Wicepremier Jarosław Gowin wyraził nadzieję, że w sprawie sankcji na Rosję \"konsekwencje będą dalsze\". – Przede wszystkim myślę o projekcie Nord Stream 2. Rząd niemiecki powinien mieć świadomość teraz - po wybuchu tej skandalicznej afery - z kim ma do czynienia po drugiej stronie – powiedział wicepremier w Radiowej Jedynce.
Jarosław Gowin był pytany w radiowej Jedynce o wydalenie przez Polskę rosyjskich dyplomatów w geście solidarności z Wielką Brytanią.

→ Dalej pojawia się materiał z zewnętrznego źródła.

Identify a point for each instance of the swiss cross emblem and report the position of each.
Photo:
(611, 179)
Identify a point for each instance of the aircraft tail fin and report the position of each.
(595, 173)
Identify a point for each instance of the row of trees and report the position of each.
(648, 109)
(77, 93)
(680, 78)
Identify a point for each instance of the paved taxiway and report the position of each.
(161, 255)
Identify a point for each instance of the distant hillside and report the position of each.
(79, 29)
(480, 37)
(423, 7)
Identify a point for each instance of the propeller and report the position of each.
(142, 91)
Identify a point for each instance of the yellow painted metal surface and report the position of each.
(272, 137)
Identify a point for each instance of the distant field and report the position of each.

Kilkanaście krajów członkowskich UE, w tym Polska, zdecydowało się na wydalenie rosyjskich dyplomatów w odpowiedzi na atak w brytyjskim Salisbury. Polska uznała za persona non grata czterech rosyjskich dyplomatów. Pozostałe kraje, które jak dotąd poinformowały o wydaleniu rosyjskich dyplomatów, to: Niemcy, Francja, Włochy, Holandia, Dania, Szwecja, Finlandia, Łotwa, Litwa, Estonia, Czechy, Rumunia, Chorwacja i Węgry. Oprócz Polski po czterech dyplomatów wydaliły także Niemcy i Francja, po trzech - Czechy i Litwa, po dwóch - Dania, Holandia i Włochy, a po jednym - Łotwa, Estonia, Rumunia, Finlandia, Chorwacja i Szwecja. CZYTAJ WIĘCEJ
Na pytanie, czy powinniśmy "posunąć się jeszcze dalej", czy to jest wystarczająca reakcja, wicepremier odparł:
Nie widzę żadnego powodu, żebyśmy mieli jednostronnie eskalować sankcje wobec Rosji. Cieszę się, że w tej sprawie świat zachodni wykazał się solidarnością i jednak działaniami stosunkowo zdecydowanymi – oświadczył Gowin.